June 17th is National Eat Your Vegetables Day. We know that getting kids to eat healthy foods such as vegetables can be a challenge for parents. But promoting healthy nutrition and a healthy lifestyle for children and adolescents is important to prevent childhood obesity and establish healthy habits that last into adulthood. To learn more about challenges to healthy eating for youth in Chicago, Ann & Robert H. Lurie Children’s Hospital of Chicago and the Chicago Department of Public Health (CDPH) teamed up on the 2017-18 Healthy Chicago Survey, J. In this report, we share results about challenges Chicago parents face in getting their children to eat a healthy foods.
In Chicago, children have higher obesity and overweight rates than the national rates. Furthermore, across the United States, childhood obesity rates have increased from 14% in 1999-2000 to 19% in 2015-2016. Given these findings, it is understandable that childhood obesity was ranked as the second biggest health problem facing Chicago youth by adults in the city.

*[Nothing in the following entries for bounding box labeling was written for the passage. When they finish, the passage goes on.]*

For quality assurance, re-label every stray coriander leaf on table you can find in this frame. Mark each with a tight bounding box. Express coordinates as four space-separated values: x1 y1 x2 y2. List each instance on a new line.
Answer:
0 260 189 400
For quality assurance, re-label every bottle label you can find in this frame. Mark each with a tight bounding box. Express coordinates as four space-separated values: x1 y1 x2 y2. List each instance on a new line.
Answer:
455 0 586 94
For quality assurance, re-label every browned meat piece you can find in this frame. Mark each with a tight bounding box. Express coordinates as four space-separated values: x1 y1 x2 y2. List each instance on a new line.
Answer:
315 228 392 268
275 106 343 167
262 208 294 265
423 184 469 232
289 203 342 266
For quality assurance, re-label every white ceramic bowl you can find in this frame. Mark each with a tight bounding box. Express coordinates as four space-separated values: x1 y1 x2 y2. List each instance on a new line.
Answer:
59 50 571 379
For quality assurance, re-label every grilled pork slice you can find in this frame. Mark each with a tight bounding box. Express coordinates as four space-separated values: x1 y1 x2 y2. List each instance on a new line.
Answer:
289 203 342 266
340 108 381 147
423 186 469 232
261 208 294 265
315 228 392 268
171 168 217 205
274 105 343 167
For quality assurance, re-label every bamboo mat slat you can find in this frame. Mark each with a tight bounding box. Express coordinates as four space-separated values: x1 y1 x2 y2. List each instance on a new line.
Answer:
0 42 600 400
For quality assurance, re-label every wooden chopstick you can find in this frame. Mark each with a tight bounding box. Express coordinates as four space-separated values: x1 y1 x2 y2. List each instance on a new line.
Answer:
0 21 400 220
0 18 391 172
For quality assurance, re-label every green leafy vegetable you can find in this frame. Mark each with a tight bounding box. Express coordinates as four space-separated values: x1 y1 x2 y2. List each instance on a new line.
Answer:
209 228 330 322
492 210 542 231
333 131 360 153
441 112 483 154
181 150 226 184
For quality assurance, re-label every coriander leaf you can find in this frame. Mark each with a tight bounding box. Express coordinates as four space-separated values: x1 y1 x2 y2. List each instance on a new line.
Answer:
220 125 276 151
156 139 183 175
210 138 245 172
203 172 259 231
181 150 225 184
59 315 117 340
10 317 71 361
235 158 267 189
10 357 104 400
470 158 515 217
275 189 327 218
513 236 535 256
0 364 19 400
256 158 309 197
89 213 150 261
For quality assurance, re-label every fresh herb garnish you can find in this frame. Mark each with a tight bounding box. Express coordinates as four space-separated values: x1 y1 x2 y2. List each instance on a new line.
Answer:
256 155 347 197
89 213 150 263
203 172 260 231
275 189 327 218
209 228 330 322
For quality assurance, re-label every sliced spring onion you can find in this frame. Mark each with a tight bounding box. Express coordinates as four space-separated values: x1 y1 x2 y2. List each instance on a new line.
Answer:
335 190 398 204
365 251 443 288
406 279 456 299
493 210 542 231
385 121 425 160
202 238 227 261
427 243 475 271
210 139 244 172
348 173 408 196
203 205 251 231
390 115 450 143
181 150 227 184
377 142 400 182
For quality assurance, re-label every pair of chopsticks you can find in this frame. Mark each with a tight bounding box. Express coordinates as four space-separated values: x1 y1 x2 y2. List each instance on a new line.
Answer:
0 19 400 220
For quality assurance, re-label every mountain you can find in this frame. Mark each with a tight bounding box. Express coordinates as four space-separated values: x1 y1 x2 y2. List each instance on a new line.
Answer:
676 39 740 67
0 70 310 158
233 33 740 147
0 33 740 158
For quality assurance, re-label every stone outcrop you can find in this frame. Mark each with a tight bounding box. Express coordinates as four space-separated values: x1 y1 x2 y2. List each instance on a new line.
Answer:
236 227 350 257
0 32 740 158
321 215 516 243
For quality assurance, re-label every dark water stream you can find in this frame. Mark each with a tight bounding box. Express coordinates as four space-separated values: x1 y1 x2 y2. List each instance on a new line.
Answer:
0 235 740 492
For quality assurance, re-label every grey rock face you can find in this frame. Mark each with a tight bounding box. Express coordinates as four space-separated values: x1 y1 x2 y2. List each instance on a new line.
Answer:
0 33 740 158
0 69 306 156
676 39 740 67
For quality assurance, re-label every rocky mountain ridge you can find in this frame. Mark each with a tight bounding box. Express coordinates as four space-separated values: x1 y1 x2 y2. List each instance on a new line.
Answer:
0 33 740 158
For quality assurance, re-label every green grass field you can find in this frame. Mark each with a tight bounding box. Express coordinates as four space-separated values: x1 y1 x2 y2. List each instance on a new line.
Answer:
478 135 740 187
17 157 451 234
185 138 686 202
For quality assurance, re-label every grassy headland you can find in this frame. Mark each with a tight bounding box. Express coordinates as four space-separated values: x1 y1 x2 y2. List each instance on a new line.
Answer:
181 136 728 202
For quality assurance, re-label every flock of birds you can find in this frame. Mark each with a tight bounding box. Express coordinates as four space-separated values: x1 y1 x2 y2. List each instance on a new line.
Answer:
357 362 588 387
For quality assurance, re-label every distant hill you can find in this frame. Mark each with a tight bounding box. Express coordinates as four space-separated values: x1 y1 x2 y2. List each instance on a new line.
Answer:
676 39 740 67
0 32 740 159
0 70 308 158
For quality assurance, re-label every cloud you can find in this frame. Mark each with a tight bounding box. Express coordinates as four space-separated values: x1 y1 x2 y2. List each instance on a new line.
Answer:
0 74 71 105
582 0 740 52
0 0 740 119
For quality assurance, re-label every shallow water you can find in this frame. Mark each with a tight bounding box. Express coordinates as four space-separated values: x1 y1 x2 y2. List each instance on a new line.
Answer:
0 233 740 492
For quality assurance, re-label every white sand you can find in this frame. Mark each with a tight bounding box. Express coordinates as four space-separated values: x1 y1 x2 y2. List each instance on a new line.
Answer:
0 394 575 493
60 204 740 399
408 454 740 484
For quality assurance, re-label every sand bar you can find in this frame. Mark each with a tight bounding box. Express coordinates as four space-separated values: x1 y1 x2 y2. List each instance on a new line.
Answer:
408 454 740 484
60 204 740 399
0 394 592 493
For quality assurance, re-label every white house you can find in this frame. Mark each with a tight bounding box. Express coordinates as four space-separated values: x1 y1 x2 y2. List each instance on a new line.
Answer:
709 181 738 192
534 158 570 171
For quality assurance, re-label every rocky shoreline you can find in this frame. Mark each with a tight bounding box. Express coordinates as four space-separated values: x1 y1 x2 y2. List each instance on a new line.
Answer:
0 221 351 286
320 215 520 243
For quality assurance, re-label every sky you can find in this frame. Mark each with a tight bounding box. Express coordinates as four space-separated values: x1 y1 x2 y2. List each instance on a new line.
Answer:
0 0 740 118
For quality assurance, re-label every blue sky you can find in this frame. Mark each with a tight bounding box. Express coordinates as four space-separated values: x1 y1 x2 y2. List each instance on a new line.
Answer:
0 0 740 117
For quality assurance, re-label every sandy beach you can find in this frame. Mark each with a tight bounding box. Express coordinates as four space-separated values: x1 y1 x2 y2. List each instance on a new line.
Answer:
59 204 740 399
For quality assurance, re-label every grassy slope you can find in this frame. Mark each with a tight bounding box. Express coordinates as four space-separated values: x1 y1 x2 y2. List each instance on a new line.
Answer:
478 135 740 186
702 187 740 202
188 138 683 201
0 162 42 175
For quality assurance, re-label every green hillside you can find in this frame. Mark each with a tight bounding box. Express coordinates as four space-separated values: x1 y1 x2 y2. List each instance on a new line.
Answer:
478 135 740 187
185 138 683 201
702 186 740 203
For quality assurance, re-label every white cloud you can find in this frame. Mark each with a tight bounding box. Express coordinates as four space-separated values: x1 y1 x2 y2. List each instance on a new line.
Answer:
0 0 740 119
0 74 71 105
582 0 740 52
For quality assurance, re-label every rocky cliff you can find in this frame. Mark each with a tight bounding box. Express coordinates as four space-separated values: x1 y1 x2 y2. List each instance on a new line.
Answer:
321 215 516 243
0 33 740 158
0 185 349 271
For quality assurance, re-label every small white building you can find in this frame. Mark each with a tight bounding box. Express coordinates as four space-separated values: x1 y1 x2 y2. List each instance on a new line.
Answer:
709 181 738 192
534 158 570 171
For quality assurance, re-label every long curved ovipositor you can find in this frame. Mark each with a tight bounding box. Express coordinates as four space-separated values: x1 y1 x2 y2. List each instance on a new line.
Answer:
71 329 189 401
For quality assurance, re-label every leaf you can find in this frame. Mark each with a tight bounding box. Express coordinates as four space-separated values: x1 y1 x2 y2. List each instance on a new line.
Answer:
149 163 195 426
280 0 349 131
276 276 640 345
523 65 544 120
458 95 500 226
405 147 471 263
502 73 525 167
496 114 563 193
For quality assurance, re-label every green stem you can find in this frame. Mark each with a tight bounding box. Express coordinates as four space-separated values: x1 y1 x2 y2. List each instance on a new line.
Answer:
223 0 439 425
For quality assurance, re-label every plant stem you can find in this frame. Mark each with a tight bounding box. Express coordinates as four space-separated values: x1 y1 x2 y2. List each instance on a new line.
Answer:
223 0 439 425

In Chicago, WIC provides nutrition education and one-on-one counseling to families with children under 5 years old, as well as vouchers for whole grains, dairy, protein, fruit, and vegetables. Research suggests that participating in WIC has a positive impact on children’s nutrition. SNAP also provides nutrition benefits to supplement the food budget of eligible families.
Among parents in our survey, 68% reported at least one challenge to healthy eating for their children. The top three challenges to healthy eating reported by parents were the time it takes for family meals (36%), the cost of healthy foods (33%), and the time it takes to prepare healthy foods (26%).
It can be hard for families who are balancing school, activities, parents’ and other caregivers’ schedules, and other obligations to find the time to sit down to eat a meal together. However, family meals have been shown to have positive associations not only for children’s diet and weight, but also for their mental health.
Younger parents (18-29 years old) were more likely to say that the cost of healthy food was a challenge to healthy eating for their children (42%) than parents who were 30-44 years old (33%) or 45+ years old (24%).